A red cabbage - Flemish style - recipe, where cabbage is slowly cooked with apples and spices. Traditionally eaten with mashed potatoes and sausages, but also very good on a slice of pain au levain w/ walnuts, some good cheese, and a glass of high quality beer. Belgian of course!
red cabbage, Flemish style
by Ruth Van Waerebeek, p.208)
1 medium red cabbage
2 tbs unsalted butter
1 small onion, thinly sliced
1/4 red currant jelly or 1 additional tbs sugar or honey
2 tbs cider vinegar
1/4 cup water, + additional if needed
1 tbs dark brown sugar or honey
pinch of ground cinnamon or 2 whole cloves
salt + freshly ground black pepper
4 tart apples, peeled, cored, and thinly sliced
1. Discard the tough outer leaves of the cabbage. Cut the head into quarters and remove the white core. Shred the cabbage into very thin slivers.
2. Melt the butter in a large heavy Dutch oven. Add the cabbage, onion, currant jelly, vinegar, water, sugar, cinnamon, and a little salt and pepper.

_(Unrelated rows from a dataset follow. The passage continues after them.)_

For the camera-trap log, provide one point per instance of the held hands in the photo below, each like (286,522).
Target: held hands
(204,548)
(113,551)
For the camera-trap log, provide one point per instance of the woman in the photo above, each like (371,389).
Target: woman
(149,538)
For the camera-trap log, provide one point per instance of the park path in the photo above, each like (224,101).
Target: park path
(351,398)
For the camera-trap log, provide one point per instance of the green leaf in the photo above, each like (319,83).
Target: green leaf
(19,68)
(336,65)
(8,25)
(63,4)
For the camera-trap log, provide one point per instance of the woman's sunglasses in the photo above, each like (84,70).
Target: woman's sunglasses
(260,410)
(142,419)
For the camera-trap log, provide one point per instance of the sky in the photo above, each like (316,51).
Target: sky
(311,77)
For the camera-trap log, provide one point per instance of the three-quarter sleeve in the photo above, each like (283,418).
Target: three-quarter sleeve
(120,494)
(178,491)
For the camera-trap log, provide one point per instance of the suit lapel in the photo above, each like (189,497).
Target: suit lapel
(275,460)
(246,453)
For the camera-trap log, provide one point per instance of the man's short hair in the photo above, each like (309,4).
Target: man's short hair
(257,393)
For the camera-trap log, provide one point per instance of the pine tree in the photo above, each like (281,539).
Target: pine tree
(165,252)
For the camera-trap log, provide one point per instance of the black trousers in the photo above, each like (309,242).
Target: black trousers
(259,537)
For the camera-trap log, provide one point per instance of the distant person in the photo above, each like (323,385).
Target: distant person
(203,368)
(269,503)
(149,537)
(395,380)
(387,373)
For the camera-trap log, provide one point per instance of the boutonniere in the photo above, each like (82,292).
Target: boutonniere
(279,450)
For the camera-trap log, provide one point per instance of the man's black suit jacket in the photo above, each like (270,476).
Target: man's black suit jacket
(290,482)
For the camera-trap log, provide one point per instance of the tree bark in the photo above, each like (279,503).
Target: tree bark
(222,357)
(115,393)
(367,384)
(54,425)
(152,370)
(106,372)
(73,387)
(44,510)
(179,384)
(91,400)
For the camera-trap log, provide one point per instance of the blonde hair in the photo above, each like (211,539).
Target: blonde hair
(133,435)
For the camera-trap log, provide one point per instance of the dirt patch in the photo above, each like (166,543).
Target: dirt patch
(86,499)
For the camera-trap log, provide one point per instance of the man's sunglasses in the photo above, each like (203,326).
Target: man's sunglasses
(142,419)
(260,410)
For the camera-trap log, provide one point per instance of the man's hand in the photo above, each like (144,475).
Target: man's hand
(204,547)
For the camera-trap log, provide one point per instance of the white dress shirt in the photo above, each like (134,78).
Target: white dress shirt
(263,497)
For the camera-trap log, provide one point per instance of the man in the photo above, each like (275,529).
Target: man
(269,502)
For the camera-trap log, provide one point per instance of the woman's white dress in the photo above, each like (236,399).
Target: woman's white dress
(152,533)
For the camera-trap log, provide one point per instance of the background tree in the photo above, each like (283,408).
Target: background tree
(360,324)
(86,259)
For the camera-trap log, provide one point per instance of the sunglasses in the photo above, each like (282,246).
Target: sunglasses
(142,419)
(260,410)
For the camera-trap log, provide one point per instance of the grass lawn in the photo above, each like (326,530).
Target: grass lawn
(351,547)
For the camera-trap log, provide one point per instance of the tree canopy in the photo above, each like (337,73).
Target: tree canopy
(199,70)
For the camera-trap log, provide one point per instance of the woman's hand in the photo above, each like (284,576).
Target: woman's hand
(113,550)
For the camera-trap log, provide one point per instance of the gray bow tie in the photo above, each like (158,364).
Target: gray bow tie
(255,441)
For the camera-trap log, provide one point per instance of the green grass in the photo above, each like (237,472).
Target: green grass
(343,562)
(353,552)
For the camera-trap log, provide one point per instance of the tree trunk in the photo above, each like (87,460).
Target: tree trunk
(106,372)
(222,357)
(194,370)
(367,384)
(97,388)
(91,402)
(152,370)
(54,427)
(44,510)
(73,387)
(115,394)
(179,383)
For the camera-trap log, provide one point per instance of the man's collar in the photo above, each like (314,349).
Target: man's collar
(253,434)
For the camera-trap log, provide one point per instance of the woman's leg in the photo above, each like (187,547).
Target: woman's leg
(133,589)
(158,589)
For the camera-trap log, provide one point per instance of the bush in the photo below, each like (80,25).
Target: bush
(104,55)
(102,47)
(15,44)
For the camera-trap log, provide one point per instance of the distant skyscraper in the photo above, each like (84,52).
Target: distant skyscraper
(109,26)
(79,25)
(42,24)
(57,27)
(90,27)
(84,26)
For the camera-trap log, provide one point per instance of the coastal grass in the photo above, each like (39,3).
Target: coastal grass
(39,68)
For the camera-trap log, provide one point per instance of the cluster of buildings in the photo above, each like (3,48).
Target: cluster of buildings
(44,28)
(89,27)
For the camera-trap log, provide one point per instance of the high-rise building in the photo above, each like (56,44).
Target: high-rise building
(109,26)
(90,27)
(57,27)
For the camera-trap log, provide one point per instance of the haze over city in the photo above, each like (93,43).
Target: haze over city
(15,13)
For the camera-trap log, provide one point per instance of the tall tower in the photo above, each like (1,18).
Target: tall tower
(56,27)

Cover and bring to a boil. reduce the heat immediately and let simmer, covered, for 30 minutes.
3. Add the apples and continue simmering for 1 hour, checking from time to time to see that it is not too dry. Add a little more water if necessary. At the end of the cooking time, the cabbage should be tender, the apples reduced to a puree, and all the liquid absorbed. Taste and adjust the seasoning if necessary.
Note: Do not rinse the cabbage. Discard the outer leaves and wipe with a damp cloth if necessary. Rinsing, blanching, or boiling will fade the deep red color.
Variations: In step 2, cut 3 oz slab bacon into thin strips. Render the bacon strips in the Dutch oven and continue with the recipe, omitting the butter.